Why I Am an Artist

A few years back, I bought a book called Why Are You Creative? (2002). The premise is that filmmaker Hermann Vaske interviewed a bunch of different artists, musicians, filmmakers, writers, actors, and the like. It was about the time I started hearing the word “creative” used as an abbreviation for “creative professional.”

It’s been a while since I read it, but I recall that there were three main types of responses to the titular question, “why are you creative?”:

  1. I don’t really have a choice in the matter because this is how I’m wired and it’s just the way I am, and I don’t know any other way to operate than to create things.
  2. It’s human nature. It’s a natural response to our environment.
  3. I didn’t know I was creative. I have no idea why I am creative.
It’s really interesting to see who said what. Every now and then I ask myself why I’m creative. More specifically, why do I make art?

Start at the beginning

Without my hearing aids I have severe-to-profound hearing loss. I start hearing sounds in the 80-90 decibel range. I can hear a garbage disposal if I’m next to it. I don’t hear anything quieter. With hearing aids I hear well enough but I have some trouble.

I speculate that my artistic ability grew as a response to being unable to communicate verbally so I figured out how to compensate for it by communicating visually. So I think it was partially a matter of circumstance since I did not get hearing aids until I was 2 years old.

It was a response to my environment.

My family background

Looking around at other people in my family there is a strong creative drive. My dad is a preacher. That makes him a speaker and writer. Speaking is not unrelated to acting because it’s about delivering your words in a matter which connects with people.

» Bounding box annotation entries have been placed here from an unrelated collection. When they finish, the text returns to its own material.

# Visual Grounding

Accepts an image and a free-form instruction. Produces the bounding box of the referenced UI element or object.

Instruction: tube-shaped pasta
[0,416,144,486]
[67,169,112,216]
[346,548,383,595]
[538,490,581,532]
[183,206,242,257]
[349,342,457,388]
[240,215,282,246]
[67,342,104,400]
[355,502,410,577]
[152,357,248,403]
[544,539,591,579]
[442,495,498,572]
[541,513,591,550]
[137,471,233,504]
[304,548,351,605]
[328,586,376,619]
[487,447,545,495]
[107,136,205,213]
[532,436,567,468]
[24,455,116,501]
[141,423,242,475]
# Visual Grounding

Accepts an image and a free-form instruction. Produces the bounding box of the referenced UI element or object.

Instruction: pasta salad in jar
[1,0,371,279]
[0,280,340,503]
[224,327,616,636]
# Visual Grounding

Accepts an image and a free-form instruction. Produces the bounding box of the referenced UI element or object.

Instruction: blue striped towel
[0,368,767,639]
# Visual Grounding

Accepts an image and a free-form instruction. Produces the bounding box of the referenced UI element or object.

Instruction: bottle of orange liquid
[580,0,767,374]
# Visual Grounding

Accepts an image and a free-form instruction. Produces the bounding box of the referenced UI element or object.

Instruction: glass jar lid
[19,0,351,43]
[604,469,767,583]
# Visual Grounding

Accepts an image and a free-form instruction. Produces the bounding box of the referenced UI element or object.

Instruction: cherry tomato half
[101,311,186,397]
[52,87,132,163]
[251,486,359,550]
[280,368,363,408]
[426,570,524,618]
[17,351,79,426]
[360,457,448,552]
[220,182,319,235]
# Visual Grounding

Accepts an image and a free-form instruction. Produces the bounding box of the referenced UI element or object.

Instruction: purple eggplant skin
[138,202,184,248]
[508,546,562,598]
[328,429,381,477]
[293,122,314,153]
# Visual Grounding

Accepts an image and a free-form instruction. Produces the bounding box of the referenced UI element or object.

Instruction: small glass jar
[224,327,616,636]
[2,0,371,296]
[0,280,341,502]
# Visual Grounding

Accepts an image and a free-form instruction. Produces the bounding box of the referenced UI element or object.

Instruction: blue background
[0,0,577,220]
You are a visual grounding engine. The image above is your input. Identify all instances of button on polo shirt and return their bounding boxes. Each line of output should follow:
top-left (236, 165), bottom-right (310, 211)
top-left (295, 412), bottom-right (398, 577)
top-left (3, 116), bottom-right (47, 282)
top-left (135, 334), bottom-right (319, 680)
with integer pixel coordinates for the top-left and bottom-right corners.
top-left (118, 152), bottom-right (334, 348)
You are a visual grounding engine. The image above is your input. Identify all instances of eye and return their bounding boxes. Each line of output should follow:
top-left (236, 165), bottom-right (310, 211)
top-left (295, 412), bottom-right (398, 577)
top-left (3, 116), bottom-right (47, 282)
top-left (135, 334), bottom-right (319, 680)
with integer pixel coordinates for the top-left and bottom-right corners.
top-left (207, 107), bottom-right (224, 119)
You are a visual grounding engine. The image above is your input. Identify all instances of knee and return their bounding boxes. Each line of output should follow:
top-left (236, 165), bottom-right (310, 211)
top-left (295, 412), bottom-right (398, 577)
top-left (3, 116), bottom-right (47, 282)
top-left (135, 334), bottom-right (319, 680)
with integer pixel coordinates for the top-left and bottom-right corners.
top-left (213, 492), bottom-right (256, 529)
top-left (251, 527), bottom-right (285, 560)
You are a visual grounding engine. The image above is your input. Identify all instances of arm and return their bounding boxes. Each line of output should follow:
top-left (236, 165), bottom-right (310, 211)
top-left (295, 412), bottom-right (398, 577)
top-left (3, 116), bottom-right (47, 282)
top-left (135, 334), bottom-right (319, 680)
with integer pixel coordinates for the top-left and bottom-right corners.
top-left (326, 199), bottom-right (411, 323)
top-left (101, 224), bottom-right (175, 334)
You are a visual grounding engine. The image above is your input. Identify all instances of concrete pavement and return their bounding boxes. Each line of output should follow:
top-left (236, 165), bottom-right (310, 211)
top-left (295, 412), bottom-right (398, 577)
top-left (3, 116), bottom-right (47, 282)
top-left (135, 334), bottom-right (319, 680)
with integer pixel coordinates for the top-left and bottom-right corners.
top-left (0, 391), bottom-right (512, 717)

My grandmother on my mom’s side was terrific at sewing and flower-arranging. That’s creative work since you’re taking all these different elements and putting them together in a way that is aesthetically pleasing, in manner that surprises and delights people. Sewing is functional but very creative since it integrates creative expression with color, form, texture, line, volume, and all the elements of design. Even if you’re using a pattern that someone else made you are putting your own mark on it.

My mom’s dad was also a preacher. When he wasn’t doing ministry he loved to paint watercolors in his down time. He painted a lot of rural scenes. I bet it’s because he grew up in a boarding house in East Nashville and wished he lived in the country. I remember when we would take our annual trip to Cumberland Mountain State Park, we’d rent a cabin and he’d set up a corner where he painted barns and chickens and flowers and such. He worked hard at it and took classes and read books.

So I come from an artistic, creative family.

But being an artist is something I knew all along

My grandparents always liked to share the story of how I tagged along with my granddaddy to an art class at The Centennial Arts Center when I was 6 or 7. I was painting, too. I have no idea what it was. But the instructor (I’m pretty sure it was Hazel King) saw what I was doing and said “Brad, you’re going to be an artist someday!”

I just looked up and said, “I am an artist.”

Wait a second.

knew this way back then. I already was an artist. It wasn’t a matter of someday. I already was.

I love how children don’t make a distinction between someday and now. For children there is only the present.

That’s such a powerful lesson for us as adults.

As artists.

I think we lose a certain kind of intelligence as we grow up. We become so “informed,” but I think kids have a powerful, intuitive recognition of The Truth. They know what’s real. There’s no fooling them.

So whenever I doubt myself, I just look at 7-year-old me. Or I look at my own 7-year-old. She knows she’s an artist, a writer, a dreamer. (Right now she is writing a hilarious story about a girl whose tongue turns green and gives her special powers. And it started the other night when I gave her a new blank sketchbook, and we were eating spinach with our dinner.)

Is it just how I am wired?

Sometimes, I really think so.

I mean, I can point at all these influencing factors: I’m deaf, and I come from a creative family that always encouraged whatever I was into at the time.

But I think in a very real sense I think it’s hard-wired into me. I think it’s part of human nature, how God made us. When you open the Bible to the first page, in the book of Genesis, you see the first thing God does is He creates everything.

We call God the Creator.

I think it’s significant that in virtually every religion, you have some concept of a Creator. I believe that is where we get our creative impulse, because we are made in the image of God and one of the things God does is he creates.

So why am I an artist?

Maybe this is cheating, but I feel like it is all of the above.

I can’t imagine not making art.

I can’t imagine not creating.

If I’m not painting, I’m drawing something. Or I’m writing something. Or I’m playing with my kids and building Legos with them. Or helping them make a blanket fort. Creativity is using your imagination, transforming this blanket into something else.

I think creativity is fundamental to what makes us human.

Over to you

So why are you creative? If you don’t call yourself an artist, what do you do that’s creative? Where does it come from?